The party severed its ties with the firm — Strategic Allied Consulting — because it has "zero tolerance" for voter fraud, said RNC spokesman Sean Spicer.
"We take allegations of anything that would undermine the integrity of elections very seriously," Spicer said. The RNC paid the company, which was formed by an Arizona political consultant, $3 million to register voters in Florida, Colorado, Nevada, North Carolina and Virginia.
The company hired individuals to go out and sign up voters. But workers in Palm Beach County's election office became suspicious when they saw registration forms with similar-looking signatures and other irregularities, such as commercial instead of residential addresses. Elections Supervisor Susan Bucher said she took her concerns to local Republicans, who arranged a meeting with a representative of the company, who then helped identify even more questionable forms.

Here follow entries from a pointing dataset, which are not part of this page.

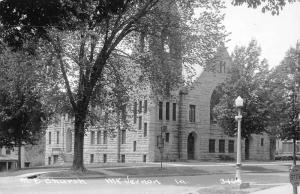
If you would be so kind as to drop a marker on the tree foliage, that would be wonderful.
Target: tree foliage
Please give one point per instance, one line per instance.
(246, 79)
(86, 37)
(283, 89)
(273, 6)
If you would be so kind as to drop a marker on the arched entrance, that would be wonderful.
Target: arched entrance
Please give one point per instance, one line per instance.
(69, 141)
(191, 146)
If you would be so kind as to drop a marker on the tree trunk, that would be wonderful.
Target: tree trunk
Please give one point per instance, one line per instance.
(78, 163)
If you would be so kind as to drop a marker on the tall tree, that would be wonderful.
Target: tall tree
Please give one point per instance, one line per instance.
(84, 35)
(284, 86)
(246, 79)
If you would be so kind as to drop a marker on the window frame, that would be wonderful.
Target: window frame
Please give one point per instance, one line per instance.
(212, 146)
(221, 148)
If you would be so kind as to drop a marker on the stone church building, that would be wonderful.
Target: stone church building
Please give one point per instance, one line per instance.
(179, 126)
(183, 122)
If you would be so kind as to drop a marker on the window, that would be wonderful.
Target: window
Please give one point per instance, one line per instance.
(123, 158)
(231, 146)
(221, 146)
(134, 112)
(145, 106)
(159, 141)
(211, 146)
(145, 129)
(174, 111)
(222, 67)
(140, 106)
(192, 113)
(123, 136)
(134, 146)
(167, 111)
(105, 137)
(140, 122)
(98, 137)
(104, 158)
(91, 158)
(167, 137)
(49, 136)
(49, 160)
(106, 118)
(57, 137)
(160, 111)
(92, 137)
(8, 151)
(55, 159)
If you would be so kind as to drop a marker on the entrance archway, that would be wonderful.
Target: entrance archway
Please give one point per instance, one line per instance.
(69, 141)
(191, 146)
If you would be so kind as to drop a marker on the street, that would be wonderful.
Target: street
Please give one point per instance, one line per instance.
(147, 185)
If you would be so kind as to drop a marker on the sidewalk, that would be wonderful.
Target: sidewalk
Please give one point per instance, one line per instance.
(285, 189)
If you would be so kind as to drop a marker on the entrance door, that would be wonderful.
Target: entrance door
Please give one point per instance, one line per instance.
(191, 146)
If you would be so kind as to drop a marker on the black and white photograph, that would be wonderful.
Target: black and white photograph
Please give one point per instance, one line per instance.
(149, 96)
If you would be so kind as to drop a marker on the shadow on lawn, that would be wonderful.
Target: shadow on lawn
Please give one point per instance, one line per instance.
(153, 171)
(260, 169)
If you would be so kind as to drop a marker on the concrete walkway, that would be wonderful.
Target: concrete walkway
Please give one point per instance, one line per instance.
(284, 189)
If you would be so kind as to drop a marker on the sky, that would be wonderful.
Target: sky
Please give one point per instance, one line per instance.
(275, 34)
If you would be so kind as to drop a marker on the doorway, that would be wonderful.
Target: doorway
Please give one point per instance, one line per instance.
(191, 146)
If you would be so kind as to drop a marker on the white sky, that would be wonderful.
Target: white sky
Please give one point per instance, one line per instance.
(275, 34)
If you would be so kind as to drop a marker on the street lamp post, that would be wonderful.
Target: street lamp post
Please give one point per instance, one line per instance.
(239, 104)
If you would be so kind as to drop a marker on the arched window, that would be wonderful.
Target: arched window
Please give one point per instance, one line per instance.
(69, 141)
(214, 100)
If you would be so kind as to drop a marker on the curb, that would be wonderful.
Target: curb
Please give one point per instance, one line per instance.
(151, 175)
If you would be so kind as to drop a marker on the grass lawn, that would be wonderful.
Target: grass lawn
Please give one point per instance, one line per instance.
(230, 189)
(72, 174)
(153, 171)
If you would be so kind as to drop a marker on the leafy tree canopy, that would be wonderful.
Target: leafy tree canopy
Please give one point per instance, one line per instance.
(246, 79)
(273, 6)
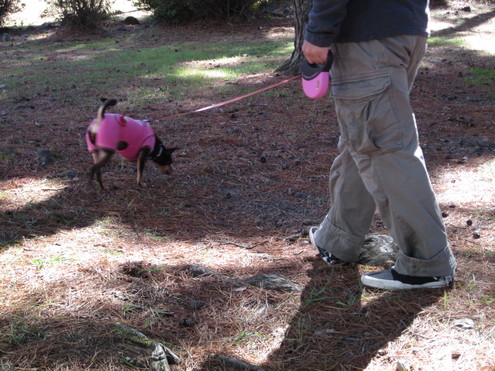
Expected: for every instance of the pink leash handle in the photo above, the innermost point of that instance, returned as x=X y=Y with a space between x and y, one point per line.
x=316 y=77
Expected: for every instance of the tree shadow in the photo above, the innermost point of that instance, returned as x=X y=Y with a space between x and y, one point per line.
x=466 y=24
x=338 y=327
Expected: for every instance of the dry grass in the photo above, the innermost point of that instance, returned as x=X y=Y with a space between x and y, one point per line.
x=76 y=261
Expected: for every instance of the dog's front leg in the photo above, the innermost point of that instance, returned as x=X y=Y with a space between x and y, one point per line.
x=100 y=158
x=141 y=162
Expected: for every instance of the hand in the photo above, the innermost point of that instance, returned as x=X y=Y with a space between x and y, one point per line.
x=315 y=54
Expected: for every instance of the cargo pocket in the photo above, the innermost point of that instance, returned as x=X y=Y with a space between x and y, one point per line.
x=368 y=122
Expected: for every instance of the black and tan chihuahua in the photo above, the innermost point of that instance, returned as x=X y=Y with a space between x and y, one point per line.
x=133 y=139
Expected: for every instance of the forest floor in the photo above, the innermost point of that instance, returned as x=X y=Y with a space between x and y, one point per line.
x=172 y=260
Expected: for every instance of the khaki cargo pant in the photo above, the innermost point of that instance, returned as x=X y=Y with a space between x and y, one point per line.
x=380 y=164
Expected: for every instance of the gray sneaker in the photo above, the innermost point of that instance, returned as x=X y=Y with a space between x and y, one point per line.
x=325 y=255
x=389 y=279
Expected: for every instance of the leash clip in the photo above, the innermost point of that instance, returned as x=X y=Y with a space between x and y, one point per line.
x=316 y=77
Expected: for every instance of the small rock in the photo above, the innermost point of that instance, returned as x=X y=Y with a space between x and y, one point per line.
x=45 y=157
x=402 y=366
x=464 y=323
x=379 y=251
x=71 y=174
x=273 y=282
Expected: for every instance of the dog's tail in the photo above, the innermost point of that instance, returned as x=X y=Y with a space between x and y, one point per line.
x=101 y=114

Local authorities are investigating, and so too is the state.
Chris Cate, a spokesman for the Florida secretary of state's office, said suspicious registrations have been uncovered in six counties, although he said it's not clear yet if they were all from the same firm.
The incident is embarrassing to Republicans for several reasons.
First, the party has used the issue of voter fraud to push new voting restrictions in Florida and elsewhere. The laws have become a major point of contention in the current campaign. Democrats say the laws — which include voter ID requirements and limits on voter registration drives — are intended to suppress the votes of minorities and others who tend to vote Democratic. Republicans say Democrats aren't interested in preventing voter fraud — although evidence of such fraud is rare.
Secondly, Spicer said the Florida incident looks like a case of "one bad apple" in an organization. And indeed, Strategic Allied Consulting's attorney, Fred Petti, issued a statement saying that the company has "zero tolerance" for breaking the law and "accordingly, once we learned of the irregularities in Palm Beach County, we were able to trace all questionable cards to one individual and immediately terminated our working relationship with the individual in question." He did not name the person.
But this is almost exactly the same response that the community organizing group ACORN gave when it was accused of filing fraudulent voter registration forms in past elections — a response that was widely rejected by Republicans.
The RNC made ACORN a major target in the 2008 presidential campaign, accusing it of widespread voter fraud and trying to link the organization to then-candidate Barack Obama — implying that the Democrat wanted to use fraudulent votes to win.
The third reason this is embarrassing for Republicans is that Strategic Allied Consulting was formed by an Arizona consultant named Nathan Sproul, whose past registration efforts have been the subject of numerous allegations of irregularities. In several instances, those working for Sproul — whose company has operated under several different names — were accused of discarding registration forms filled out by Democrats. The allegations were investigated, but no charges were filed.
Sproul did not return messages from NPR, but he told NBC News on Thursday that the company hired between 4,000 and 5,000 individuals to register voters for the RNC, and that the individuals received instructions not to falsify forms. However, he added: "No matter what quality controls you have, there are always going to be bad actors in any large-scale operation."
Sean Spicer said the RNC won't ask Sproul for its money back, because the voter registration efforts are complete. Spicer did not know how many people the company signed up to vote in the five states.